Investigating Human Priors for Playing Video Games

Authors: Rachit Dubey, Pulkit Agrawal, Deepak Pathak, Tom Griffiths, Alexei Efros

ICML 2018 | Conference PDF | Archive PDF | Plain Text | LLM Run Details

Reproducibility Variable Result LLM Response
Research Type Experimental Given a sample game, we conduct a series of ablation studies to quantify the importance of various priors on human performance. We do this by modifying the video game environment to systematically mask different types of visual information that could be used by humans as priors.
Researcher Affiliation Academia 1University of California, Berkeley. Correspondence to: Rachit Dubey <rach0012@berkeley.edu>.
Pseudocode No The paper does not contain any structured pseudocode or algorithm blocks.
Open Source Code Yes Videos and the game manipulations are available at https://rach0012.github.io/human RL_website/.
Open Datasets No The paper describes creating a custom game environment and collecting data from human participants. It does not use a publicly available dataset for its primary human experiments, nor does it provide access information for the collected human play data.
Dataset Splits No The paper describes experiments with human participants and RL agents but does not specify dataset splits (training, validation, test) for machine learning model development.
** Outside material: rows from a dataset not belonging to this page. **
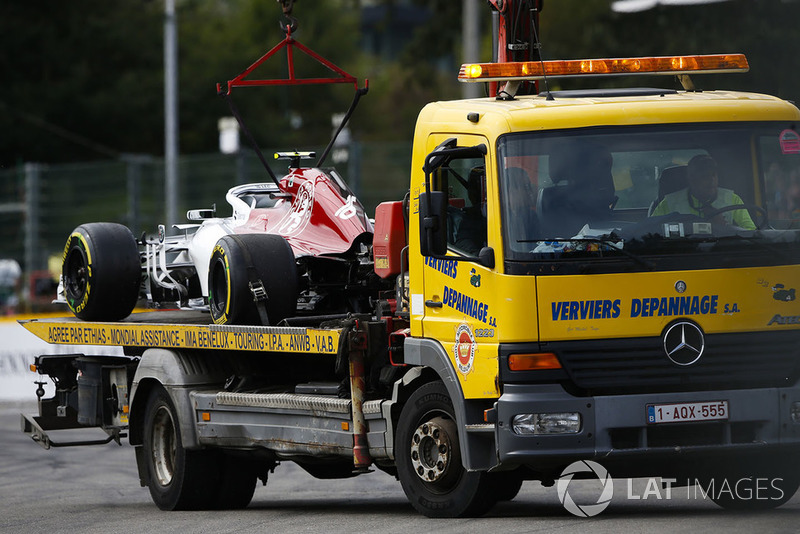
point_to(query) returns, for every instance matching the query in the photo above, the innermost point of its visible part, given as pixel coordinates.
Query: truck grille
(730, 361)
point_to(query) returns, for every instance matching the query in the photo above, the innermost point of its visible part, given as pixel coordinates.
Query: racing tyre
(756, 485)
(236, 262)
(428, 458)
(179, 479)
(101, 272)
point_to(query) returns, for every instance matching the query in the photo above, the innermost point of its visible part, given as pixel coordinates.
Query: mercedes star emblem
(684, 343)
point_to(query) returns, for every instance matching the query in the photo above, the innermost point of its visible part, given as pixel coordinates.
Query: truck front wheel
(428, 457)
(179, 479)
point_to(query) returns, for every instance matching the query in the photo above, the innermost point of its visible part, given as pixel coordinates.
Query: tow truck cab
(585, 317)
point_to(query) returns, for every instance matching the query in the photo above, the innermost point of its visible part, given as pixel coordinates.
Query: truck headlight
(547, 423)
(795, 411)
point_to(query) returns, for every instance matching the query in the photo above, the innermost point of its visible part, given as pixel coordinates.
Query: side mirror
(486, 257)
(433, 223)
(202, 214)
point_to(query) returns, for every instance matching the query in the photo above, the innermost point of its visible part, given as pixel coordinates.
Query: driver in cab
(703, 197)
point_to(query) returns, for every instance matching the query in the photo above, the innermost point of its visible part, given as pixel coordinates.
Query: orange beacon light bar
(537, 70)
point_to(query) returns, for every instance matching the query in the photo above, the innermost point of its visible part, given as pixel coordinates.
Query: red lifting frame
(289, 43)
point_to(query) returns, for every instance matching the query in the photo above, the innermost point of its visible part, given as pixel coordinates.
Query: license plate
(687, 411)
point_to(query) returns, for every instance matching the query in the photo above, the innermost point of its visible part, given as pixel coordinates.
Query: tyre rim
(431, 451)
(163, 446)
(75, 274)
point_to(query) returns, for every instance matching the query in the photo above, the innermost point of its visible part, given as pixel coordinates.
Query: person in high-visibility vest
(704, 197)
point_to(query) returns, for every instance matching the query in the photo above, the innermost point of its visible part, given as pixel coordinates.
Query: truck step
(294, 401)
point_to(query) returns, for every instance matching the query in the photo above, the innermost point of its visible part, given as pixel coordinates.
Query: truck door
(457, 292)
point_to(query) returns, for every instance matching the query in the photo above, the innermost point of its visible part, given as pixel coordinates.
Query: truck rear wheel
(429, 462)
(239, 260)
(179, 479)
(101, 272)
(237, 483)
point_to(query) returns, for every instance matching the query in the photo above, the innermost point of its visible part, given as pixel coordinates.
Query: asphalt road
(96, 489)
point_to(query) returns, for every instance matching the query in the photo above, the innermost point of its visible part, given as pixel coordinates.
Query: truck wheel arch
(179, 373)
(477, 452)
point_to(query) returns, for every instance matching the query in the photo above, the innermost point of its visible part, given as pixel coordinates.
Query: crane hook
(288, 23)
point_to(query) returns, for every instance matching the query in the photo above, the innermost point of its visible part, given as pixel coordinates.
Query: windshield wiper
(607, 241)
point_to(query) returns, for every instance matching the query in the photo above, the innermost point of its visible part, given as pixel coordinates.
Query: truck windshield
(682, 196)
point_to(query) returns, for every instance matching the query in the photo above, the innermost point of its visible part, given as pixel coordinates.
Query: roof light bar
(537, 70)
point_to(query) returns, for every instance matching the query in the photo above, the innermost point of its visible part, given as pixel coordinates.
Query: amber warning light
(537, 70)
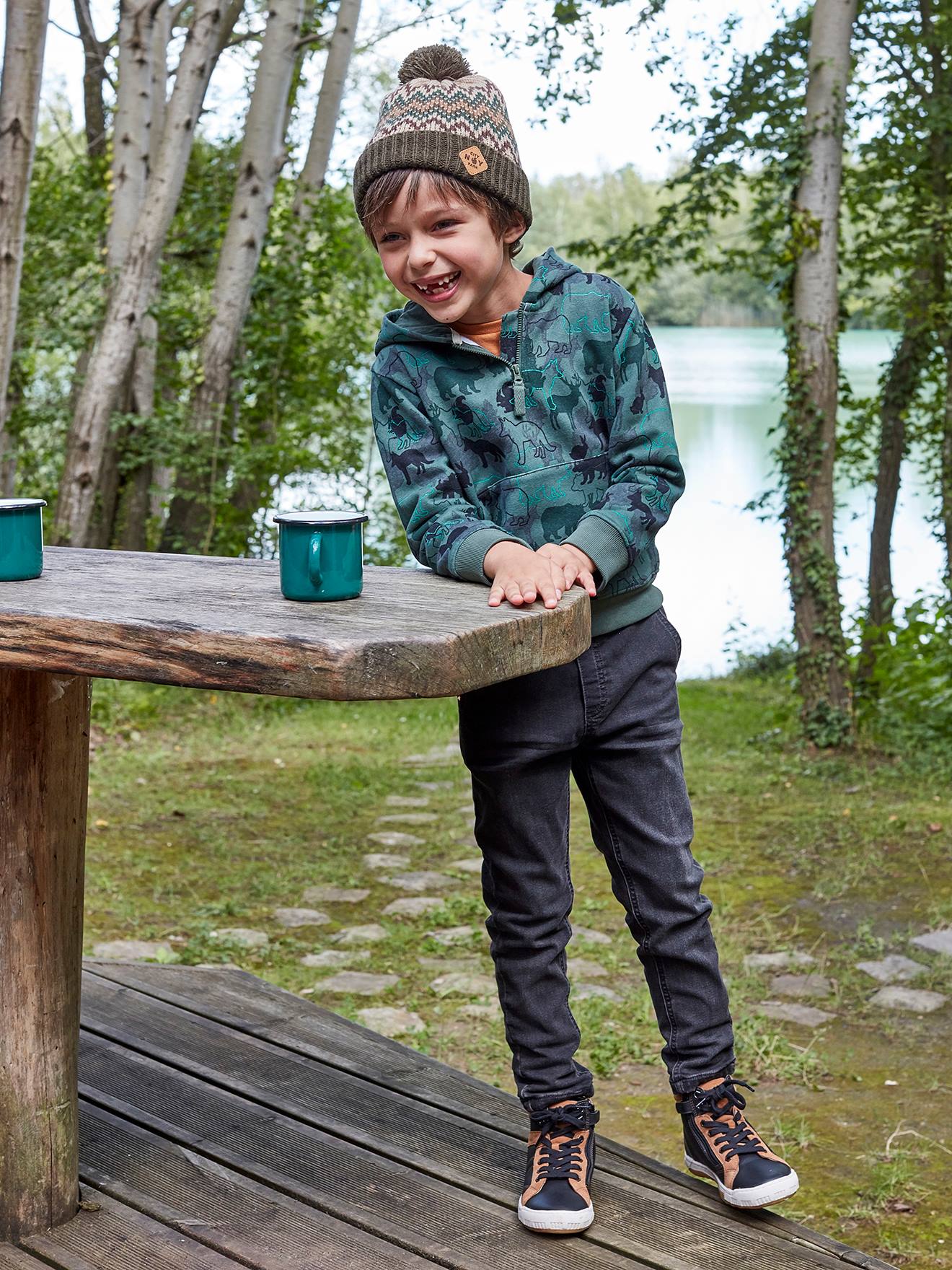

For human experiments, it states: 'Each participant was only allowed to complete a game once, and could not participate again (i.e. different 120 participants played each version of the game).'
Hardware Specification No The paper does not provide specific hardware details (e.g., GPU/CPU models, memory) used for running the experiments or training the RL agent.
Software Dependencies No The paper mentions using 'A3C (Mnih et al., 2016)' and a 'curiosity-based RL algorithm specifically tailored to sparse-reward settings (Pathak et al., 2017)', but it does not specify any version numbers for these or other software libraries/dependencies.
Experiment Setup Yes We designed a browser-based platform game consisting of an agent sprite, platforms, ladders, angry pink object that kills the agent, spikes that are dangerous to jump on, a key, and a door (see Figure 2 (a)). The agent sprite can be moved with the help of arrow keys. A terminal reward of +1 is provided when the agent reaches the door after having to taken the key, thereby terminating the game. We quantified human performance on each version of the game by recruiting 120 participants from Amazon Mechanical Turk. Each participant was instructed to finish the game as quickly as possible using the arrow keys as controls, but no information about the goals or the reward structure of the game was communicated. Each participant was paid $1 for successfully completing the game. The maximum time allowed for playing the game was set to 30 minutes. For each game version, we report the mean performance of five random seeds that succeeded.